Masih teringat jelas kata-katanya waktu itu, “Ana ingin pindah ukh”. Deg. Saya terkejut dan sudah dapat menebak arah pembicaraannya, dan saya juga faham bagaimana kondisinya luar dalam hingga ia berani mengambil sikap seperti itu. Lalu saya katakan padanya, “Kita sudah sama-sama dewasa. Anti tahu jalan mana yang harus dipilih. Tak mungkin ana paksakan apa yang seharusnya anti pilih. Tak perlu juga ana memaksa anti untuk tetap pada jalan ini, karena itu semua adalah hak anti. Walau jujur ana katakan, ana sebagai seorang saudara belum ikhlas dengan keputusan anti, tapi bagaimanapun juga keputusan ada di tangan anti. Satu yang harus anti fahami bahwa di manapun anti berada, tetaplah menjadi orang yang memberikan manfaat kepada orang lain, tetaplah berdakwah di manapun anti dan bagaimanapun anti adanya”
Hari ini saya bertemu dengannya, masih sama seperti yang dulu. Tidak berubah. Masih tetap “ramai”. Hatiku terusik juga untuk tertawa, senyumnya masih sama seperti yang dulu. Saya bahagia bisa bertemu dengannya lagi. Namun tak sanggup pula mata ini untuk menahan kristal bening yang ingin keluar. Masih teringat jelas sekali saat-saat kami beraktivitas dahulu, ia yang sangat militan, ia yang sangat berani, canda tawanya, kegelisahannya, semua hal tentangnya dahulu, masih teringat jelas. Masa-masa itu tak mungkin akan kembali. Ia telah memutuskan bahwa jalan yang ditempuhnya adalah jalan terakhir. Dan saya tahu, bahwa hal itu membuatnya jauh lebih tenang. Subhanallah...
Saudaraku...
Tulisan ini kupersembahkan untukmu. Untuk manisnya persaudaraan, indahnya persahabatan, hangatnya diskusi-diskusi yang kita lakukan, peluh dan air mata yang mengalir bersama perjuangan kita. Walau ku tahu, engkau tak akan berjalan bersamaku lagi, walau ku tahu engkau pun masih menyimpan kenangan itu.

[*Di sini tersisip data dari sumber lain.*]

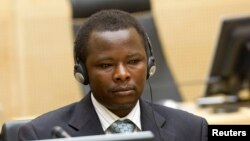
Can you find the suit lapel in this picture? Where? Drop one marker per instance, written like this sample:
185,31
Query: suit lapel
155,123
84,119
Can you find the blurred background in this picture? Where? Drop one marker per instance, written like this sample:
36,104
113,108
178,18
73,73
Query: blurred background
36,52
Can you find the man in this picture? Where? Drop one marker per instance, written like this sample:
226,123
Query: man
113,56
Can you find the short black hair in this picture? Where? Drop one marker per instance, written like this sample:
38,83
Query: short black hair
105,20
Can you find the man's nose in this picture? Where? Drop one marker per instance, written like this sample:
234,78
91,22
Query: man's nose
121,73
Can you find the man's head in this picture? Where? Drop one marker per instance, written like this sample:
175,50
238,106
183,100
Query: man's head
113,50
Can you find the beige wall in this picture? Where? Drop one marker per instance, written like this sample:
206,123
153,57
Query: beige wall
188,30
36,57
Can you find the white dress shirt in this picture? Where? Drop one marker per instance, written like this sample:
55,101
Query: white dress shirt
107,117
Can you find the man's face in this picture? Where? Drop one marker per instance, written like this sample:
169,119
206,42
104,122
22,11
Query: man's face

Jalan dakwah ini adalah jalan yang panjang, penuh onak dan duri, penuh batu-batu terjal yang senantiasa menghalangi para pejalannya untuk sampai di tujuan. Jalan ini adalah jalan orang-orang yang sedikit jumlahnya. Jalan mereka yang siap berkorban segalanya demi sebuah janji yang pasti Allah berikan. Jalan orang-orang yang sabar dan istiqomah.
Saudaraku...
Penuhilah kantong-kantong ilmu kita, penuhilah kantong-kantong amal kita. Penuhilah rongga dadamu dengan semangat yang membara, keikhlasan yang murni, dan keteguhan untuk berada pada jalan dakwah ini. Apapun kita dan bagaimana pun kita, kita adalah da’i sebelum segala sesuatu. Dan kita adalah ruh pada tubuh umat ini.
Saat jiwamu terbakar dengan rasa amarah dan kecewa, arahkan ia selalu pada Allah, Rabb pembolak-balik hati. Saat engkau bersedih, kembalikan kepadaNya. Saat engkau bahagia, kembalikan padaNya.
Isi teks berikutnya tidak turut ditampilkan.